Haakon – der Erste und Einzige

  • Lesedauer: 4 Min.

Als sich Lillehammer 1986 erstmals um die Winterspiele bewarb, ging das nur wenigen bekannte norwegische Provinznest unter sieben Kandidaten unter. Zur großen Verblüffung setzte sich die Stadt dann aber zwei Jahre später in Seoul mit 45:39 Stimmen durch. Dabei war offenbar selbst IOC-Präsident Juan Antonio Samaranch fest davon überzeugt, daß diesmal nach dreimaliger Ablehnung in Folge - der schwedische Kandidat gewinnen würde. Es gilt als verbürgt, daß er tagelang die Aussprache des nicht nur für lateinische Zungen schweren Östersund übte, doch nach Öffnung des Briefumschlages mit dem Wahlergebnis mußte er auf einmal auf das nicht minder schwierige „Lille'ammer“ umsteigen.

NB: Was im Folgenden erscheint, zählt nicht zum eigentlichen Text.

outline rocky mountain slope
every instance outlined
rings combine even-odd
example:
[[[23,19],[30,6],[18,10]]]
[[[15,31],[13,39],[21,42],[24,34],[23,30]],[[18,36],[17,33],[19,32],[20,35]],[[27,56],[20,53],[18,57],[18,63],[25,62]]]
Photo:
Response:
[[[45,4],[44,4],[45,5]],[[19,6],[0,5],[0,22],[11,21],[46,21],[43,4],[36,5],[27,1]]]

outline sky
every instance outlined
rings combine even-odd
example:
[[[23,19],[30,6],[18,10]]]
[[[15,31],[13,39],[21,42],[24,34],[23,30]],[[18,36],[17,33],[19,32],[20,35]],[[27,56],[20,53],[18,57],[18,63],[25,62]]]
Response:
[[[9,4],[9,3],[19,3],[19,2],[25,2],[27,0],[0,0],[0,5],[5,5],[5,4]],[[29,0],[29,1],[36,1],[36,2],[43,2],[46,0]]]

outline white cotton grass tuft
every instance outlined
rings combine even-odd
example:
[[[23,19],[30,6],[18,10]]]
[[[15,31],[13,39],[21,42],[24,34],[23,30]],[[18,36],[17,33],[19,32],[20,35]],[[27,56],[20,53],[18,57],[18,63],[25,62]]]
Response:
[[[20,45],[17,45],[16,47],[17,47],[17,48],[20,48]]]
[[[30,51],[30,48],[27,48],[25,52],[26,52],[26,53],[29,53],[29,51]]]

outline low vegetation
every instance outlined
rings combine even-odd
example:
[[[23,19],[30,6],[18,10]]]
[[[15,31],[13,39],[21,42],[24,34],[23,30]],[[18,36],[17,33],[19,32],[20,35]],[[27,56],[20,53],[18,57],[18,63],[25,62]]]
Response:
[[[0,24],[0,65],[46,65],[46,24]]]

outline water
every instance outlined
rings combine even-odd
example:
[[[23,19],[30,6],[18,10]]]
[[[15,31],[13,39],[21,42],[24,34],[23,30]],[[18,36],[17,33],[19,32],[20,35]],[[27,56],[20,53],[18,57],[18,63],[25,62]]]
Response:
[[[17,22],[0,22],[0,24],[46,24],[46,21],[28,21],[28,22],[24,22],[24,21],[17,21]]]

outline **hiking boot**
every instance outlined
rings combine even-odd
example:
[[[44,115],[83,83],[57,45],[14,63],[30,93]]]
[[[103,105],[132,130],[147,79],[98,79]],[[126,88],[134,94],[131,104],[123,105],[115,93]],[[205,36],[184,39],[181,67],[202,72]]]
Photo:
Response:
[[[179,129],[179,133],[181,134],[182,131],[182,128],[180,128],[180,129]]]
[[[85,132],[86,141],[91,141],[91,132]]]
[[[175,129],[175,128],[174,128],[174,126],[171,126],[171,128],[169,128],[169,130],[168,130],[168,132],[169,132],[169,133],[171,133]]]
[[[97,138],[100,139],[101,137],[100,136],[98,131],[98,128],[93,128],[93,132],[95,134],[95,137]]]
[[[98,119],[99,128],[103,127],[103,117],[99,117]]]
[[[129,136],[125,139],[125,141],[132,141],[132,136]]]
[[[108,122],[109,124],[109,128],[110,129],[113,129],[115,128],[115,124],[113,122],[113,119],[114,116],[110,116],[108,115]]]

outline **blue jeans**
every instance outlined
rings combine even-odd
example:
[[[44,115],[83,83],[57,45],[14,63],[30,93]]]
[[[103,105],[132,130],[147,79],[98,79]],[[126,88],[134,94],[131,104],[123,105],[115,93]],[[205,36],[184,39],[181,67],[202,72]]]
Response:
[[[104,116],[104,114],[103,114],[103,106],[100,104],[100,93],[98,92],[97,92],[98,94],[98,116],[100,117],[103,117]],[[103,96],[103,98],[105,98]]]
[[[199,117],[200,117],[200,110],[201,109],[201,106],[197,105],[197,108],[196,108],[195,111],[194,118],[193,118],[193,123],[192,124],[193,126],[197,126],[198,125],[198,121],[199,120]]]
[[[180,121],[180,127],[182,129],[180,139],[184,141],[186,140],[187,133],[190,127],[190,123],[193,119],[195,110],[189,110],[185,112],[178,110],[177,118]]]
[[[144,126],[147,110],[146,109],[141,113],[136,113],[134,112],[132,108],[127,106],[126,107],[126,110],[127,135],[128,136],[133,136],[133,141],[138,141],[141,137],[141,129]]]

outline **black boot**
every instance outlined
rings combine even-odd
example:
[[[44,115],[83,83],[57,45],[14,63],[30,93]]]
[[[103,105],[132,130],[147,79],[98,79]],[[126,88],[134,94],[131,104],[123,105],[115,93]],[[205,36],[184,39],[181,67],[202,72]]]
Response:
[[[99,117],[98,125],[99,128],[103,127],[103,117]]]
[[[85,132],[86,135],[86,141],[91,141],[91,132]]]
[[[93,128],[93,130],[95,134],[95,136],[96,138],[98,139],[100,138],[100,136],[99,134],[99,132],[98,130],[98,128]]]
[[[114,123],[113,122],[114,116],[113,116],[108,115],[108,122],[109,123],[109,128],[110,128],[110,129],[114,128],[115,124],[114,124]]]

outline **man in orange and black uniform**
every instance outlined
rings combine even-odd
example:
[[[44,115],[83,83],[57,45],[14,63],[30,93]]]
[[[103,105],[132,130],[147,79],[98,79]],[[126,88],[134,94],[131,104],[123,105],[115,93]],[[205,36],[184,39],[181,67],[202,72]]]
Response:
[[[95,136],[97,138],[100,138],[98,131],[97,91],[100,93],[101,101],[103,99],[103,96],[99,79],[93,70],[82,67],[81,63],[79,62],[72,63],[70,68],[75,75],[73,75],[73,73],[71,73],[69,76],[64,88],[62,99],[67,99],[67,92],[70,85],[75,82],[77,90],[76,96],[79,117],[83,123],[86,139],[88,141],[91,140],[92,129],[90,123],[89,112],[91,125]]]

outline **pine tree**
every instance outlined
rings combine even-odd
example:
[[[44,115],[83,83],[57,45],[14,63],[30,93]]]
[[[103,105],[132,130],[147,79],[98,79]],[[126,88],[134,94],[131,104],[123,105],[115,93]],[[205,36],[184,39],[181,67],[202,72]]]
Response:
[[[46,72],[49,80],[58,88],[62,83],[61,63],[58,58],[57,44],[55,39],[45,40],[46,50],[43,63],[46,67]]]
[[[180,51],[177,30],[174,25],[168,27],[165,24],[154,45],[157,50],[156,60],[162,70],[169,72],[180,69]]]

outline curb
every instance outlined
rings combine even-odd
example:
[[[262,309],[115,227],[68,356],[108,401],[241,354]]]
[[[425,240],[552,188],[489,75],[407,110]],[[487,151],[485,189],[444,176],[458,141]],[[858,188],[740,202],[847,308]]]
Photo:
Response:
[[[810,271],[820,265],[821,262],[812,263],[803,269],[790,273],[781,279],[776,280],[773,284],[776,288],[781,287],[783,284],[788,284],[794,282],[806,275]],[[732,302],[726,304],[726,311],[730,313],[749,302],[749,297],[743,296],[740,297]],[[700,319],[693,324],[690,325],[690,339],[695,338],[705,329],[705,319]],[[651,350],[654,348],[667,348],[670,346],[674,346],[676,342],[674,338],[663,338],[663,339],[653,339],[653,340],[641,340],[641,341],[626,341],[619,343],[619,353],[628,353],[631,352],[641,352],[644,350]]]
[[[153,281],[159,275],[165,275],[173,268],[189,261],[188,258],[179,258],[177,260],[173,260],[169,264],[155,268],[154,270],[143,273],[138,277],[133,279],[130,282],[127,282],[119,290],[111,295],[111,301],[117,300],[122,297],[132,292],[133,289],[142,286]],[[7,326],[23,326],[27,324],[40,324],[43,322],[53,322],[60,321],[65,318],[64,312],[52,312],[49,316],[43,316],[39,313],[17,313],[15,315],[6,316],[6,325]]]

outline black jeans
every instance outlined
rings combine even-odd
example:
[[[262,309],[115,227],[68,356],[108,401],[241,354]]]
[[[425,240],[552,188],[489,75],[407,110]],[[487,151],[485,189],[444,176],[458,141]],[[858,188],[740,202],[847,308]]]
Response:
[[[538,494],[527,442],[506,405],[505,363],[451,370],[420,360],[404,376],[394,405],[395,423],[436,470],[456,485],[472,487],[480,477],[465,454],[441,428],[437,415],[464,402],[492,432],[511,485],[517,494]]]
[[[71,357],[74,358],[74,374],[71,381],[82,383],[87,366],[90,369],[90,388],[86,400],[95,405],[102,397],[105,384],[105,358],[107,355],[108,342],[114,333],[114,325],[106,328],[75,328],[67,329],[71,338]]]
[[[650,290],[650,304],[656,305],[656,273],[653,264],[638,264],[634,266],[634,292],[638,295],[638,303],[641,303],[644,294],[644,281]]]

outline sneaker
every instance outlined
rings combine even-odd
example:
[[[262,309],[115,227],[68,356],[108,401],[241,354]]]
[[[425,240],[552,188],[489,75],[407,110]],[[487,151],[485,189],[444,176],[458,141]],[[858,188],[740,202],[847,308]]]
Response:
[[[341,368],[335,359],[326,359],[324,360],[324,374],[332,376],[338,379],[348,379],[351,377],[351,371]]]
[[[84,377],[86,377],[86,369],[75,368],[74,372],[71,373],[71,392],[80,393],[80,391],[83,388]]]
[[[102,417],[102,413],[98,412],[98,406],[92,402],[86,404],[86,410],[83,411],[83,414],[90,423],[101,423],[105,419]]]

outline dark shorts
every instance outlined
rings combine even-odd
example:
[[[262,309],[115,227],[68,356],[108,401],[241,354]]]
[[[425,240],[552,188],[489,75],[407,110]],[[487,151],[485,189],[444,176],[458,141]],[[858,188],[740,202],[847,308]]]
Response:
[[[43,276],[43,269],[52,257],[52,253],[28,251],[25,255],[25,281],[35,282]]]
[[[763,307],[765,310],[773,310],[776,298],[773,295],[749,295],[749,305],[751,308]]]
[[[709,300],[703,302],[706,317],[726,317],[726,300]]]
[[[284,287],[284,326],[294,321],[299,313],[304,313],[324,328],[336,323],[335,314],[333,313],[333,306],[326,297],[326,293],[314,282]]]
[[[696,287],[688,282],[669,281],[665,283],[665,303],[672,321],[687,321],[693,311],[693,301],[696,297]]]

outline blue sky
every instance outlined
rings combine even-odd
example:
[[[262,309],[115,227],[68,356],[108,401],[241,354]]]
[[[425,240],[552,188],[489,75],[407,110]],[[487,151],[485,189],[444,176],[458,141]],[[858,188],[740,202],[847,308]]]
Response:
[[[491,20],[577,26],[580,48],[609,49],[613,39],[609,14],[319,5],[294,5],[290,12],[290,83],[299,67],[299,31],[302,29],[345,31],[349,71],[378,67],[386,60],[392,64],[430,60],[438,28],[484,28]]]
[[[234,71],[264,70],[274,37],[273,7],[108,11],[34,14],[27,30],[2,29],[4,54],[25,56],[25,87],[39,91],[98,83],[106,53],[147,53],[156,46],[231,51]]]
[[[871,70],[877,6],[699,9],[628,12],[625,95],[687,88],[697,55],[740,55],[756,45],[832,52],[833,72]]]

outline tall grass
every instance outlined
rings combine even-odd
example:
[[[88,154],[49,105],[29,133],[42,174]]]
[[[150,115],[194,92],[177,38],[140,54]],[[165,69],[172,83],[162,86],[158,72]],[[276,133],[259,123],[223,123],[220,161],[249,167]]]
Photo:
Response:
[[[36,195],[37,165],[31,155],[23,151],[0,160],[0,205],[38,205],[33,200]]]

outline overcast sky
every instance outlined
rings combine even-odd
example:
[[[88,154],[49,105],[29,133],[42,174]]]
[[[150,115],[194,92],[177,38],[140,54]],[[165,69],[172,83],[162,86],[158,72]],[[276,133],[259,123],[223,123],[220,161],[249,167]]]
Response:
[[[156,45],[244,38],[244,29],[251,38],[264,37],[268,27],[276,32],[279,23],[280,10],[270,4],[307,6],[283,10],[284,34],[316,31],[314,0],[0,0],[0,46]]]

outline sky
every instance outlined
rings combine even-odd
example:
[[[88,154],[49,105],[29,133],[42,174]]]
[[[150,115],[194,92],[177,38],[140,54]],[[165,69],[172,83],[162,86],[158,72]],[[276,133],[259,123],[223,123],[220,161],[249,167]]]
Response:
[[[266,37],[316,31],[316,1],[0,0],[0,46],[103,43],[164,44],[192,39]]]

Vor allem die Schweden hat lange beschäftigt, wie es eigentlich ihre Nachbarn schafften, sie aus dem Feld zu schlagen. Erst später erfuhren sie, daß der mächtige Präsident des Internationalen Skiverbandes, Marc Hodler, der auch Mitglied der IOC-Exekutive ist, seit Jahren auch norwegischer Honorarkonsul ist

Sportlich jedenfalls hatte Lillehammer zum Zeitpunkt seiner Wahl nur wenig vorzuweisen. Der einzige Olympiasieger, der in der Stadt zu Hause ist, ist der Goldmedaillengewinner im 15-km-Skilanglauf von 1960, Haakon Brusveen, der seit nunmehr 36 Jahren in der Storgatan, dem Boulevard von Lillehammer, ein Sportartikelgeschäft betreibt. Da ein Einzelexemplar, hat der 66jährige demzufolge auch den ganzen Druck der Medien abbekommen, und Brusveen, der 1949 für ein

halbes Jahr als Soldat in Flensburg stationiert war und so ein wenig Deutsch spricht, kann beim besten Willen nicht sagen, wie vielen Journalisten er schon Rede und Antwort stehen mußten. Er weiß nur eins: „Es waren zu viele.. “

Weil Haakon, der Erste und Einzige, aber die Macht des Wortes kennt, fügt er sich auch diesmal in sein Schicksal; denn eins ist klar: Ohne die Presse gäbe es auch keinen Olympiasieger namens Brusveen. Der norwegische Skiverband hatte nach unbefriedigenden Leistungen in den Ausscheidungsrennen seine Nominierung für die Winterspiele in Squaw Valley abgelehnt. Da der damals ^jährige aber zwischen 1957 und 1959 die Konkurrenz im eigenen Lande eindeutig beherrscht hatte, organisierten norwegische Sportjournalisten eine Medienkampagne und eine Unterschriftensammlung, worauf der Skiverband dann nachgab. Er setzte am Holmenkollen ein nochmaliges Testrennen an, das Brusveen überlegen gewann. Im „Tal der Indianerfrau“ angekommen, bedankte er sich für die Nachnominierung mit Gold.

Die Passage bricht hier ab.